It’s completely insane, and in such a wonderful way. Almost as if we are seeing this action through Scott’s eyes, that this entire movie has been cribbed from his daydreams. It felt very visual to me, very inventive, very immersive. And it reminded me of all the euphoria, agony, angst, apprehension, heartache, triumph and confusion that reigns supreme when you’re a young person trying to figure out this chaotic jigsaw puzzle called life.
Um, yeah, so I’m a big advocate for this movie. Even a little pretentious about my love. But I’m so sick of critics complaining about predictable plots and then not basking in the inventiveness of something like Scott Pilgrim. I’ve never seen a movie quite like this, which puts us in the front seat of the emotional roller coaster video game…
LEV: I read Anthony Lane’s New Yorker review today.
I like Lane, and I was all stoked to see the first mainstream rave of Scott Pilgrim unleashed upon the world. Instead, he dismissed the movie with the back of his hand.

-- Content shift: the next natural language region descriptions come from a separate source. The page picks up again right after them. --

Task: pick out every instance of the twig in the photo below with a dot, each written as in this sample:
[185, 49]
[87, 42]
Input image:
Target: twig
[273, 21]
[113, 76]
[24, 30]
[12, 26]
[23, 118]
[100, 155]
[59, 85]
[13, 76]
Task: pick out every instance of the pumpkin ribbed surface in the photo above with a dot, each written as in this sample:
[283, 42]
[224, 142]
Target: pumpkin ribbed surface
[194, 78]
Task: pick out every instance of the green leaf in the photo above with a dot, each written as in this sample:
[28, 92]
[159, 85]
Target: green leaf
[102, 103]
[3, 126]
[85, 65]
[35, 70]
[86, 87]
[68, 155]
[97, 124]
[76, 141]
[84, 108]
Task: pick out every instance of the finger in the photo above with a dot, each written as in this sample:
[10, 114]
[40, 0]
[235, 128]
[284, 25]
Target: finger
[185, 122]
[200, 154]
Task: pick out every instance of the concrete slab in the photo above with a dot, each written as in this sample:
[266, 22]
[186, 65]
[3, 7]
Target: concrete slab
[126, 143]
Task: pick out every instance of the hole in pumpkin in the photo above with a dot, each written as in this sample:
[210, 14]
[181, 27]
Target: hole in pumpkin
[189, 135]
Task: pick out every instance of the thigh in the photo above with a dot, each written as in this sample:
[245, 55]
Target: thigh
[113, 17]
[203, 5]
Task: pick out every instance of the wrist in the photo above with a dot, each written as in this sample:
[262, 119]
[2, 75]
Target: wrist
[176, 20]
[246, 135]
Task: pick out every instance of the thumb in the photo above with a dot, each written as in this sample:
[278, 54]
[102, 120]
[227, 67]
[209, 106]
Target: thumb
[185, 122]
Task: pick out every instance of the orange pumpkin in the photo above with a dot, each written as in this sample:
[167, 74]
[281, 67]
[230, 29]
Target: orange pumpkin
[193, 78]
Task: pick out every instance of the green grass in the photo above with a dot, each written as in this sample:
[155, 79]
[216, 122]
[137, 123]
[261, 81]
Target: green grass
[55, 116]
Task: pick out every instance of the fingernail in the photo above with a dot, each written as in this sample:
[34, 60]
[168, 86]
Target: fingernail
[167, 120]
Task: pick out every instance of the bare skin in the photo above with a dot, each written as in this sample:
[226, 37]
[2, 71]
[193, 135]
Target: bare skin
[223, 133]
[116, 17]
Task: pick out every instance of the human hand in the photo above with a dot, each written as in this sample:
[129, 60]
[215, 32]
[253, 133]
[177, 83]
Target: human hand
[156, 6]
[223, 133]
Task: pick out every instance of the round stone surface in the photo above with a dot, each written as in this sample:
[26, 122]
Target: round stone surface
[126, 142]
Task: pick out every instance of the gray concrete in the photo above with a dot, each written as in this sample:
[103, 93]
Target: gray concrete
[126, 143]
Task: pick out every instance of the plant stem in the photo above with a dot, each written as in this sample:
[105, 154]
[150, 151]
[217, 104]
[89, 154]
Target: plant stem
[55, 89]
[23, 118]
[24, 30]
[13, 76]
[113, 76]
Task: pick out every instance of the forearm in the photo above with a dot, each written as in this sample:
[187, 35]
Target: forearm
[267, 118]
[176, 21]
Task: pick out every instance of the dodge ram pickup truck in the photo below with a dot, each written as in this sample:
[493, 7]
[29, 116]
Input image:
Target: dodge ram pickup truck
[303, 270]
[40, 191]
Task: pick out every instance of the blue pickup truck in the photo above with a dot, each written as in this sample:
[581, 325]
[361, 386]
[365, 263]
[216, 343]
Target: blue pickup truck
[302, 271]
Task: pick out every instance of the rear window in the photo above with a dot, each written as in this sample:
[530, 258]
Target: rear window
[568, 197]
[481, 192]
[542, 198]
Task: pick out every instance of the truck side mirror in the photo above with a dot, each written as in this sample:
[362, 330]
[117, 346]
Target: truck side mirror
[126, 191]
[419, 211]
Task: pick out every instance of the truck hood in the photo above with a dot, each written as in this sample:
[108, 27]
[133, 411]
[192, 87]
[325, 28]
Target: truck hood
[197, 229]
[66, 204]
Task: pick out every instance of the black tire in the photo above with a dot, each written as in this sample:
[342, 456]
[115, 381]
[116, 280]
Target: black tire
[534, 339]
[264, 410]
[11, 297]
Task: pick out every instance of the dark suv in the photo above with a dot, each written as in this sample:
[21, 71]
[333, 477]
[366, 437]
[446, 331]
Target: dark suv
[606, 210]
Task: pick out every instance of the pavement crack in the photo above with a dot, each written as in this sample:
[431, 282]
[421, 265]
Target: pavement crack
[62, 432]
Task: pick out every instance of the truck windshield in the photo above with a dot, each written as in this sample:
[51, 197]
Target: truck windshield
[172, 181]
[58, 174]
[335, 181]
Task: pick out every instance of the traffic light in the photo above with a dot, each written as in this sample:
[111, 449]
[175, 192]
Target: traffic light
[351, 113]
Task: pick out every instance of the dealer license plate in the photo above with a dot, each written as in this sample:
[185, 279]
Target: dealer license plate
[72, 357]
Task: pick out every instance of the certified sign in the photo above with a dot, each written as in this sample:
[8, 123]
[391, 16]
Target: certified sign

Look, I see the weaknesses of the story. They were there in the comic too. Scott can be an insipid little twat, and Ramona isn’t, you know, Jane Eyre or anything, characterization-wise, and the main narrative conceit — the ex-boyfriends — is pretty slight.
But the richness — tenderness even — of the world-building, and the sheer storytelling energy, I’m really surprised anybody can resist that.
(More on Techland: Techland Reviews Scott Pilgrim)
Look: The very first time that Sex Bob-omb starts rocking out. Wright (the director) starts drawing in the lightning-bolts, and the camera backs away so that their shabby little rehearsal room becomes an infinite corridor (I thought of “it’s never done that before!” from Time Bandits!), and Cera starts doing his weird floppy Pilgrim-dance, and the air itself goes all heat-shimmery from the sheer sonic awesomeness of it all … THAT is a little filmic universe I want to hang out in.
During the first boyfriend fight, when Matthew Patel materializes those spectral Bollywood dancers with the fighting-fish teeth, I turned to Peter and said, all Knives-Chau-style, “Oh my god, this is the greatest movie ever made!” I was kidding, but only sort of.
STEVE: And I can’t stress this enough: Scott is not presented in this movie as an infallible conquering hero. Many reviews I have read have zeroed in on the movie’s one-note structure. But I don’t see merely one note. In fact, I hear a lot of different, jumbled, contradictory notes in search of a symphony.
I interviewed Wright last week and he said much the same thing. He said that there are two camps of Pilgrim fans: those who think he’s a rock solid hero and those who think he’s somewhat delusional and profoundly flawed.
He says that he buys into the latter line of thought, and that would be seen in the movie through Scott’s ex-girlfriend Kim, a constant reminder of the pain HE has wrought. After all, he’s an evil ex too.
So here’s the thing: the movie is not one-dimensional, and all these critics are willfully misreading the story. But what disturbs me even more: what if this movie was indeed about one egomaniacal and arrogant young man? What’s so wrong with a movie about that? Have we decided such a main character is off limits?
The movie is not a singular tribute to epicness; it’s a dizzying character study that invites scrutiny, consideration and even criticism. Scott’s a living, breathing, flawed creation; that’s what makes him, and his movie, so engaging.